Add up the butcher’s bill: 316,234 avoidable deaths, 62% of which were in the South. That’s 316,234 * 0.62 = 196,065 dead Southerners, victims of their malign conservative governments and outright disinformation & superstition. 196,065 Southerners would have lived and not died, had their governments only encouraged the COVID-19 policies of the Northeast.
Add to that the rampant under-reporting of COVID-19 deaths in the South, as evidenced by the excess mortality model’s higher numbers than the deaths “officially” reported as COVID-19.
The conservative policies of the South and other red areas of the US killed their own citizens. And then their institutions lied about it, by under-reporting COVID-19 deaths.
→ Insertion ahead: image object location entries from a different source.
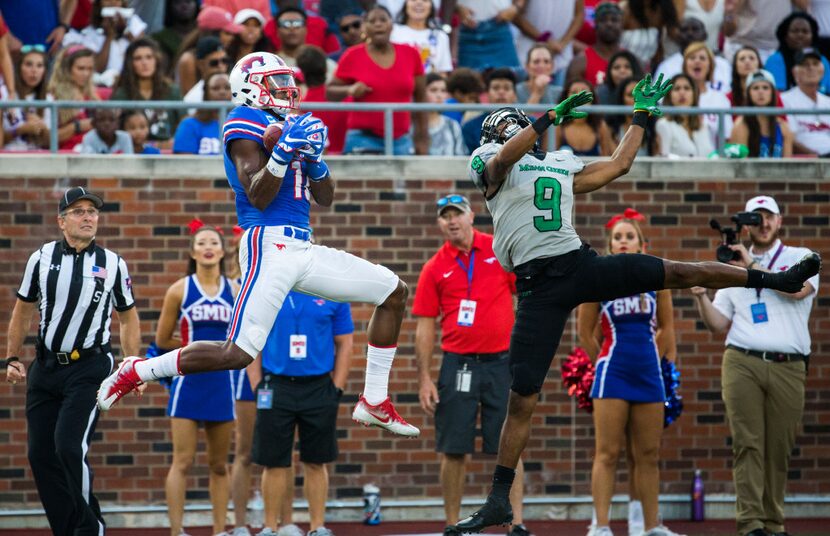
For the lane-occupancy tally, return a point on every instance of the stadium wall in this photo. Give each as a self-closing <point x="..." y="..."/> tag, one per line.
<point x="384" y="210"/>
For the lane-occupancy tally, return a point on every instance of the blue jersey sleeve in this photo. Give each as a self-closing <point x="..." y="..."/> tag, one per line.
<point x="342" y="324"/>
<point x="187" y="137"/>
<point x="244" y="123"/>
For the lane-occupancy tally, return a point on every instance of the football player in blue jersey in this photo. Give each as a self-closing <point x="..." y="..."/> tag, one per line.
<point x="273" y="199"/>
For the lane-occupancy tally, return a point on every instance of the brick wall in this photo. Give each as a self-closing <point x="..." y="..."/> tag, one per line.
<point x="392" y="221"/>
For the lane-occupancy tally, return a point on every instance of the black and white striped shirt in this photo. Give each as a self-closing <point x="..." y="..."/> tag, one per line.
<point x="77" y="292"/>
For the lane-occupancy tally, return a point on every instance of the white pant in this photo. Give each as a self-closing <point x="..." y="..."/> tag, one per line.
<point x="272" y="264"/>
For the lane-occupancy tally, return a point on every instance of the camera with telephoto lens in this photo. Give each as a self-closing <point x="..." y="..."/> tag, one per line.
<point x="730" y="234"/>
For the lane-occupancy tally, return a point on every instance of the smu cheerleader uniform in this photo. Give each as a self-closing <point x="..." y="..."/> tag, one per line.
<point x="206" y="396"/>
<point x="628" y="366"/>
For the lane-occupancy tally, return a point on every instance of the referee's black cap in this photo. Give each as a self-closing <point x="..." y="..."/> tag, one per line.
<point x="75" y="194"/>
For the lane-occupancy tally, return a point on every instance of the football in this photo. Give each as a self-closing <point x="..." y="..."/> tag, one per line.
<point x="271" y="136"/>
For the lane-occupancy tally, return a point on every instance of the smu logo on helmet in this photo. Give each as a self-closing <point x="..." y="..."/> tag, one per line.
<point x="215" y="311"/>
<point x="249" y="64"/>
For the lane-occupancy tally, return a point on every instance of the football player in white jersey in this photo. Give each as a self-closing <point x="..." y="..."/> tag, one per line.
<point x="530" y="196"/>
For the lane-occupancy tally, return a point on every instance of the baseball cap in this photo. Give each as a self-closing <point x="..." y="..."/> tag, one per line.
<point x="453" y="200"/>
<point x="764" y="202"/>
<point x="216" y="18"/>
<point x="246" y="14"/>
<point x="760" y="75"/>
<point x="75" y="194"/>
<point x="804" y="53"/>
<point x="606" y="8"/>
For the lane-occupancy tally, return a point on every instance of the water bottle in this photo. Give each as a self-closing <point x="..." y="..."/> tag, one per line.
<point x="256" y="511"/>
<point x="371" y="505"/>
<point x="698" y="510"/>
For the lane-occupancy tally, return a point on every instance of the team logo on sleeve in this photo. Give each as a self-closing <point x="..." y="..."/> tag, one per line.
<point x="477" y="164"/>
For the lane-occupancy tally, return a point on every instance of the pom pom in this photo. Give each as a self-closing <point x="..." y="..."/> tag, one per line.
<point x="671" y="382"/>
<point x="578" y="378"/>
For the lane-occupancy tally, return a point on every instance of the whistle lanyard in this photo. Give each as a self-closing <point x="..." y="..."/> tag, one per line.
<point x="769" y="268"/>
<point x="296" y="312"/>
<point x="469" y="270"/>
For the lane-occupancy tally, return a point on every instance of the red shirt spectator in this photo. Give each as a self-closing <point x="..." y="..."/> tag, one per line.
<point x="393" y="84"/>
<point x="595" y="67"/>
<point x="443" y="283"/>
<point x="318" y="34"/>
<point x="336" y="121"/>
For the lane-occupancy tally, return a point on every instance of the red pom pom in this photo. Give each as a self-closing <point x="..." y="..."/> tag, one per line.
<point x="271" y="136"/>
<point x="578" y="378"/>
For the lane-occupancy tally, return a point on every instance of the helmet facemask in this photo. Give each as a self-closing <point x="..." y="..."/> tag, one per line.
<point x="504" y="123"/>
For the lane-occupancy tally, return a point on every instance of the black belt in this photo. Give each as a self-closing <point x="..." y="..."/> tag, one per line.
<point x="773" y="357"/>
<point x="67" y="358"/>
<point x="479" y="357"/>
<point x="295" y="379"/>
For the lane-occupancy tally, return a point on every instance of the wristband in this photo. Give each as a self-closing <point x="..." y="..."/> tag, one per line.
<point x="542" y="124"/>
<point x="317" y="171"/>
<point x="275" y="167"/>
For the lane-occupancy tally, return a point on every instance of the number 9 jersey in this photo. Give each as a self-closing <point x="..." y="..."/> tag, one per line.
<point x="532" y="209"/>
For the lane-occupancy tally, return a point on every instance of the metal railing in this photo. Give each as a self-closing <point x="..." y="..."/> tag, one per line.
<point x="389" y="109"/>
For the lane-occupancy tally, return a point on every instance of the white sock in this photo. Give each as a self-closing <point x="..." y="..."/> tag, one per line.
<point x="635" y="511"/>
<point x="378" y="365"/>
<point x="163" y="366"/>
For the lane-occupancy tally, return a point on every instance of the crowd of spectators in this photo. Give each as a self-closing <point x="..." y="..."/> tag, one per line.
<point x="729" y="52"/>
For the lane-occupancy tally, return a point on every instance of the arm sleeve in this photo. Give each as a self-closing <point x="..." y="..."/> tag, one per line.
<point x="343" y="324"/>
<point x="244" y="123"/>
<point x="30" y="286"/>
<point x="475" y="170"/>
<point x="664" y="131"/>
<point x="122" y="291"/>
<point x="459" y="147"/>
<point x="426" y="301"/>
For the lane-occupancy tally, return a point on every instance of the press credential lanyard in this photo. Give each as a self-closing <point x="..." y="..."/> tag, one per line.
<point x="467" y="309"/>
<point x="297" y="342"/>
<point x="759" y="309"/>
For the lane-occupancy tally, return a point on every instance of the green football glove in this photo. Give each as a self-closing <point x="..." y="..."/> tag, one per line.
<point x="566" y="109"/>
<point x="647" y="95"/>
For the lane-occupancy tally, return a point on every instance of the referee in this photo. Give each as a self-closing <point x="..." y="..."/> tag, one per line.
<point x="75" y="283"/>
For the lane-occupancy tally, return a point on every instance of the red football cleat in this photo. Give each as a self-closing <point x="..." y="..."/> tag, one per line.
<point x="383" y="416"/>
<point x="119" y="383"/>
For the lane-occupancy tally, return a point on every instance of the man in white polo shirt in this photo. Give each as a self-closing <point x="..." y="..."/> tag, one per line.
<point x="812" y="131"/>
<point x="764" y="371"/>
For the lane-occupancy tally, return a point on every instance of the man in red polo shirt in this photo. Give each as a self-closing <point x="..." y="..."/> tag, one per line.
<point x="464" y="284"/>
I may not love the South, and Southerners may not love me. But nobody deserves that! (Hey, quiz question: if a political party murders your cohort and then lies to you about it, should you respect them and vote for them?)
I love Southerners enough that I want them to live, and not die.
Notes & References
1: Georgetown University Medical Center, “Higher COVID-19 death rates in the southern U.S. due to behavior differences”, Medical Xpress, 2022-Apr-28. ↩
2: M Stoto, S Schlageter, JD Kraemer, “COVID-19 mortality in the United States: It’s been two Americas from the start”, PLoS ONE 17:4, e0265053, 2022-Apr-28. DOI: 10.1371/journal.pone.0265053.